Sunday, May 15, 2005

teaching development economics

Jeffrey Sachs makes an interesting comment about how economics is taught to students. This is an excerpt from a recent interview found
here

Emphasis added in the article is mine.

The End of Poverty: An Interview with Jeffrey Sachs
Interviewed By Onnesha Roychoudhuri

MJ: Now you suggest in your book that we need to assess ailing economies just as doctors assess patients. You call it "clinical economics." Does the current academic curriculum for development economics provide a sufficient framework for educating people to ensure that the MDGs will be achieved by future economists?

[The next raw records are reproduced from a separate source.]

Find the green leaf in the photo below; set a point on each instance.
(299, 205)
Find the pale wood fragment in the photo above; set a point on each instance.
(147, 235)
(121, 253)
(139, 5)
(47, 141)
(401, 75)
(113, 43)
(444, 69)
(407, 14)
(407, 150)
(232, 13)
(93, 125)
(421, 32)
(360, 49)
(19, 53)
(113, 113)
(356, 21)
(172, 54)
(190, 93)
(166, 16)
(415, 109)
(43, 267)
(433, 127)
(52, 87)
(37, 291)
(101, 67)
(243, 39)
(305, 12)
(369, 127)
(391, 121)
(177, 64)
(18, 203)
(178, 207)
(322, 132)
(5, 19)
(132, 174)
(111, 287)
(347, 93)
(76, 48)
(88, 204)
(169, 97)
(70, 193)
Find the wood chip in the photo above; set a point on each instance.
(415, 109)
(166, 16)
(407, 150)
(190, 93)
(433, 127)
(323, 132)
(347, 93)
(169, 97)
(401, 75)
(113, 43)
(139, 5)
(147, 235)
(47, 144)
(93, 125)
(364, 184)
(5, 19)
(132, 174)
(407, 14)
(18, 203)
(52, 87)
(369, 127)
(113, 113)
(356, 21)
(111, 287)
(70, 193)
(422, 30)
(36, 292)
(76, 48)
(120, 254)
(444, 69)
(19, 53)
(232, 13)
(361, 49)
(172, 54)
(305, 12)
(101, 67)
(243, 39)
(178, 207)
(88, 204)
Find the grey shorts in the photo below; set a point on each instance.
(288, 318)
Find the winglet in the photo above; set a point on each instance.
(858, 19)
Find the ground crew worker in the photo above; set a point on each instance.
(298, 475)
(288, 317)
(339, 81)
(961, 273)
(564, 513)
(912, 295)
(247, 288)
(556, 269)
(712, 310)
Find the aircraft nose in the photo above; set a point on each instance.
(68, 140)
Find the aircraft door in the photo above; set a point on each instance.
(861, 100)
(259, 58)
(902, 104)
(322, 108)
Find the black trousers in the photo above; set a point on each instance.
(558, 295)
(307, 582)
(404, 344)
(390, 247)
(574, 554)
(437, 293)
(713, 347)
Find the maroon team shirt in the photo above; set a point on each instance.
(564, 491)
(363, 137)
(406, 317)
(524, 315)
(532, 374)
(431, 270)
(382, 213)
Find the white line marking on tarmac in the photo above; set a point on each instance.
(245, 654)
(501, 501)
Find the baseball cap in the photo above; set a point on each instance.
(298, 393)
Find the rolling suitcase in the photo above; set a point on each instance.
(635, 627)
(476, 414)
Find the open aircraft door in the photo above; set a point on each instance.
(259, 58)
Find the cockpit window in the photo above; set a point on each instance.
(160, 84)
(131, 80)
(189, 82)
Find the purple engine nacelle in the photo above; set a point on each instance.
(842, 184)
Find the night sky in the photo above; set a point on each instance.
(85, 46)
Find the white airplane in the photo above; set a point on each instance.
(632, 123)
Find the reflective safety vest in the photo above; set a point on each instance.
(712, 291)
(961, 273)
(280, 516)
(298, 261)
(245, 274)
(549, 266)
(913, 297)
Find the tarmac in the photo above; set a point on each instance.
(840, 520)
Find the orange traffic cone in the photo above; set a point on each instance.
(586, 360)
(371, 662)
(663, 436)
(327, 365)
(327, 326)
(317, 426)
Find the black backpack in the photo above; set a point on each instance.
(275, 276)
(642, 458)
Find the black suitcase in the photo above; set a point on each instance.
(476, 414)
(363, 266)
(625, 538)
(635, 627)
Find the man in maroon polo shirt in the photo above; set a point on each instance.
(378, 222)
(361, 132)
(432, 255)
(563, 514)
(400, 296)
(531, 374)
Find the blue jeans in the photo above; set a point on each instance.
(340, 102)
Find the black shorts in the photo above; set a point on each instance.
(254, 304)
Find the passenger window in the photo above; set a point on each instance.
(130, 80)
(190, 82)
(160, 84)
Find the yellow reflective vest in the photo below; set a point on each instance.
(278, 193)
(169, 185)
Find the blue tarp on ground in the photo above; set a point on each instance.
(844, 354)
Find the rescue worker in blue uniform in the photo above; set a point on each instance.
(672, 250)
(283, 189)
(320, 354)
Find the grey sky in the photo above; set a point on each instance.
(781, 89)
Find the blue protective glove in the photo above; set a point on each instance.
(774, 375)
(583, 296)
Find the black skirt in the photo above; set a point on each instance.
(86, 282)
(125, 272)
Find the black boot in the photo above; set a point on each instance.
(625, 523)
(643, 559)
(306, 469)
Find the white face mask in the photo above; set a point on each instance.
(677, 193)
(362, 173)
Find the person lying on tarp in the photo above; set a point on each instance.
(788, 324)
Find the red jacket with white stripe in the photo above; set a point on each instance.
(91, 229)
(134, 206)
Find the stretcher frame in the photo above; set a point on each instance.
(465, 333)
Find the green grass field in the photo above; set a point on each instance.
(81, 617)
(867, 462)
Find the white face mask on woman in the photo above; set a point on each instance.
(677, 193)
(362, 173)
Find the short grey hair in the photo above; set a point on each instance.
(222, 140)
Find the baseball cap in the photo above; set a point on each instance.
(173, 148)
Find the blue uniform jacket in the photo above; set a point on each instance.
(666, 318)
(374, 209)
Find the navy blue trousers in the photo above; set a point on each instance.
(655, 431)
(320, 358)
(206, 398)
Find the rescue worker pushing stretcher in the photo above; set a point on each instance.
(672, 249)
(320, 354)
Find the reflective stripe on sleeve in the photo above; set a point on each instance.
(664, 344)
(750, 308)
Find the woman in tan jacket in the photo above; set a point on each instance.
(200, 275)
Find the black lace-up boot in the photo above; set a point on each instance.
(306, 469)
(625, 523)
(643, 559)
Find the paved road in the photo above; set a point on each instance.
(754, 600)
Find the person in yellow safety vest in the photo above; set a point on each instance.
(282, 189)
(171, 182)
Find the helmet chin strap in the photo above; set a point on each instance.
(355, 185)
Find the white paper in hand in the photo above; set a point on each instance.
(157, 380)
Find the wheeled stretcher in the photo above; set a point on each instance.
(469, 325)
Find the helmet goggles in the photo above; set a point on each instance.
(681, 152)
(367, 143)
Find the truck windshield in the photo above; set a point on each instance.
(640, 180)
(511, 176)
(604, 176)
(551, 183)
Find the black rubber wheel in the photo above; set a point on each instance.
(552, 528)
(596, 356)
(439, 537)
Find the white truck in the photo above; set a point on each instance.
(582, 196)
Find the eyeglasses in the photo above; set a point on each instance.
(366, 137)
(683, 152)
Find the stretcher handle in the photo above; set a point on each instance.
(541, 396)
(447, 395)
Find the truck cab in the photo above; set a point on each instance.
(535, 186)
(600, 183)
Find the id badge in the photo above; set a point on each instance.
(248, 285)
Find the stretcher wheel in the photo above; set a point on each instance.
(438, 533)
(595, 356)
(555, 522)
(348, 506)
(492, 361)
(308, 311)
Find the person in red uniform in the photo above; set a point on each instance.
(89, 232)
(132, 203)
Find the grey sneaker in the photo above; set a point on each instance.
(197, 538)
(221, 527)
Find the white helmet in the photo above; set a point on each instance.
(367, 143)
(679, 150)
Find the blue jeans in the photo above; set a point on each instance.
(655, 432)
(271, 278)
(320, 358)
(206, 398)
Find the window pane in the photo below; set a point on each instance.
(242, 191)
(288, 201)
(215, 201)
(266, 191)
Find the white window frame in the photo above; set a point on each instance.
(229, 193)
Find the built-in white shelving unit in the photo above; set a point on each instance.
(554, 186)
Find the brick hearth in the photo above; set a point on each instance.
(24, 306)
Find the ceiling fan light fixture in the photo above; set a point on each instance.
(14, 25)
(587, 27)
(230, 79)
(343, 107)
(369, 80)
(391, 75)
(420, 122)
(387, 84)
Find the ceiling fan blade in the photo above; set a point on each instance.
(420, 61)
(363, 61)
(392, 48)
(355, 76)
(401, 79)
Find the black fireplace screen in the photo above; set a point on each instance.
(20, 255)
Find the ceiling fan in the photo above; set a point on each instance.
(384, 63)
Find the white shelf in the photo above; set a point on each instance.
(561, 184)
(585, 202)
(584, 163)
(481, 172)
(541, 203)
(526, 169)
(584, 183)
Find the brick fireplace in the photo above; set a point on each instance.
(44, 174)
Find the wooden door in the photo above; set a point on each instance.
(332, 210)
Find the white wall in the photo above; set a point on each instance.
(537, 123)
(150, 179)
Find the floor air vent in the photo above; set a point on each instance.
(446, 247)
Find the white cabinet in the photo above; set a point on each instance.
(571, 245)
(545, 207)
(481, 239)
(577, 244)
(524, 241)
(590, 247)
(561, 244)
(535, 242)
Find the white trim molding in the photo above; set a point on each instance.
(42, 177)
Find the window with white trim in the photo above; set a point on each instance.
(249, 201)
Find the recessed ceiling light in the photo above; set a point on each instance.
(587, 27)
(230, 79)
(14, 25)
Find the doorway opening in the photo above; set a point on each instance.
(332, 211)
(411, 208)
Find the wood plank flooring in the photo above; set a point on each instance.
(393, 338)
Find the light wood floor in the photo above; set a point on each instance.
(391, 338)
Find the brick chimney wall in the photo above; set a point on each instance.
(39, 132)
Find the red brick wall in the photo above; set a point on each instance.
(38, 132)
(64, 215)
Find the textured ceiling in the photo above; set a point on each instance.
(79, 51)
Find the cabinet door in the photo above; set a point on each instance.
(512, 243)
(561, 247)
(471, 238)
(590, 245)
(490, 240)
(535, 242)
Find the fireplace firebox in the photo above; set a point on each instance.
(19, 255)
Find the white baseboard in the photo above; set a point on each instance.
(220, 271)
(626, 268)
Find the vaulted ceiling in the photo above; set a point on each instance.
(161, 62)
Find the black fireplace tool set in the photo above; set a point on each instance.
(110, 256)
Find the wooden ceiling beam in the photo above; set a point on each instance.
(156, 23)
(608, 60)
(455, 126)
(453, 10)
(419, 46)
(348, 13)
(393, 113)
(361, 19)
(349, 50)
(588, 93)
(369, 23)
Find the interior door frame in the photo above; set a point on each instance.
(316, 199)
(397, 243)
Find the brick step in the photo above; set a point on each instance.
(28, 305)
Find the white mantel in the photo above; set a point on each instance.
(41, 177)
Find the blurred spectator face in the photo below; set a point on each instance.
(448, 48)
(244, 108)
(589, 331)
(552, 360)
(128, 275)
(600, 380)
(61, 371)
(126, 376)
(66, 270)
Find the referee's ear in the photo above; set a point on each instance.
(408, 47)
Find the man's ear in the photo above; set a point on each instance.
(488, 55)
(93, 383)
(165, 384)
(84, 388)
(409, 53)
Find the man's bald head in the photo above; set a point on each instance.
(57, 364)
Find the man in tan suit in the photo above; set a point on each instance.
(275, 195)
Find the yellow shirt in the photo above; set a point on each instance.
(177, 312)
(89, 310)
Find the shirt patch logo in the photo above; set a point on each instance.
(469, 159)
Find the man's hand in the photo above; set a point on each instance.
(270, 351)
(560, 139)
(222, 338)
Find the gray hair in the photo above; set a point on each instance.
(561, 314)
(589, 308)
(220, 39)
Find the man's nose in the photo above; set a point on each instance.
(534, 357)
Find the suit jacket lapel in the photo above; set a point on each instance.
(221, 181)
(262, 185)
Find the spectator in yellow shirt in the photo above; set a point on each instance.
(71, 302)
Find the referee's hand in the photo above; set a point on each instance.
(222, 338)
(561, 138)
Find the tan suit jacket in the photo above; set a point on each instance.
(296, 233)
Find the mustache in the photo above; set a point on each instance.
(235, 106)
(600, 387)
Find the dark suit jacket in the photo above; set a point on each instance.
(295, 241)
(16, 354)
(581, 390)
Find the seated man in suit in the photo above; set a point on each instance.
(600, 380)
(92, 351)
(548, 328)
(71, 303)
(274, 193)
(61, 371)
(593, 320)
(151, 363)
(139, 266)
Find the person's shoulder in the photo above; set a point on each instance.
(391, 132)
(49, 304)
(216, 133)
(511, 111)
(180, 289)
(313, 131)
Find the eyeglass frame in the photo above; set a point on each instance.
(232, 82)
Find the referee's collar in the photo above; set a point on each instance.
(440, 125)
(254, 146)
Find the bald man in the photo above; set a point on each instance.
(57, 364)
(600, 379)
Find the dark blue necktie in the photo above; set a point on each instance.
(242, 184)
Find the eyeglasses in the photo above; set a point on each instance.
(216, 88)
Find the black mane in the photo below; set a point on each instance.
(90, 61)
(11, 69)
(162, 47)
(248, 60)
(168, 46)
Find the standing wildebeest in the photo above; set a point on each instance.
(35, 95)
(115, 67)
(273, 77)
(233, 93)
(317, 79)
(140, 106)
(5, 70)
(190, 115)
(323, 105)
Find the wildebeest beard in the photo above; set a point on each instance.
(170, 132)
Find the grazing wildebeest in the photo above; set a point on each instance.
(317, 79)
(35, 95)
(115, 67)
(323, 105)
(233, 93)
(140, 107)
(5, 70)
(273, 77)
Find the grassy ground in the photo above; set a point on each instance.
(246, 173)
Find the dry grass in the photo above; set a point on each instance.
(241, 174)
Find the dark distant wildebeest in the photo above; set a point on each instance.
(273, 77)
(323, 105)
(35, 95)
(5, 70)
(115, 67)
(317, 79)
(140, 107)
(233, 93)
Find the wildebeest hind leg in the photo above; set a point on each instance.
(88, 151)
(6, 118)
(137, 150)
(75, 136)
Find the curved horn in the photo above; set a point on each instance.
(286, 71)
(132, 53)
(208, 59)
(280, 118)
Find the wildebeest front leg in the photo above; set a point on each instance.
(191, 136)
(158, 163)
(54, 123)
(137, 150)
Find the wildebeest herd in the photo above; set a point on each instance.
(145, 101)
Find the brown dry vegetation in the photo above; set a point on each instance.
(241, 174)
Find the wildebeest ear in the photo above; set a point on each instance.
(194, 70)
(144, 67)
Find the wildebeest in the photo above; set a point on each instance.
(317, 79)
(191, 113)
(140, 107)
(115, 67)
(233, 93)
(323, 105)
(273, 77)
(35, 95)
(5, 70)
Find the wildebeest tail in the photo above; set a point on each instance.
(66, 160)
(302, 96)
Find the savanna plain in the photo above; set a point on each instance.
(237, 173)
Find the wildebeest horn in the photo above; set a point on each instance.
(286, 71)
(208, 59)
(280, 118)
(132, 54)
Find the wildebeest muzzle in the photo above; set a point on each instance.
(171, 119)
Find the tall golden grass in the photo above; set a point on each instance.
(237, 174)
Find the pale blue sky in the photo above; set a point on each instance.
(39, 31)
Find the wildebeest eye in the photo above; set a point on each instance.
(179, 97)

JS: No it doesn't. I realized 10 or 15 years ago that the students in economics departments write dissertations about countries that they never stepped foot in because their advisor gives them a database from Nigeria or Kenya or some place else, and they do their thesis that way. That's like becoming a doctor without ever seeing a patient. We don't do case studies. We don't train students to understand the differences across countries. There are a tremendous number of loose generalizations made all the time

Similarly, people aren't trained in the practical experiences of being operational. Sometimes people say, "We teach academic things, we don't teach operational things." But, frankly, to do development right, you have to do something that's more like going through medical school and having a clinical hospital where you actually learn about different cases, and do case analyses. When something goes wrong, you study it. There are what are called "M&M rounds" in hospitals—morbidity and mortality rounds. When something doesn't work, when a patient dies or doesn't get better, the doctors get together to discuss the case. We don't do that in academic economics. For me, the field is not properly organized right now to really take on these challenges adequately and I'm hoping that the field will become more like a clinical science.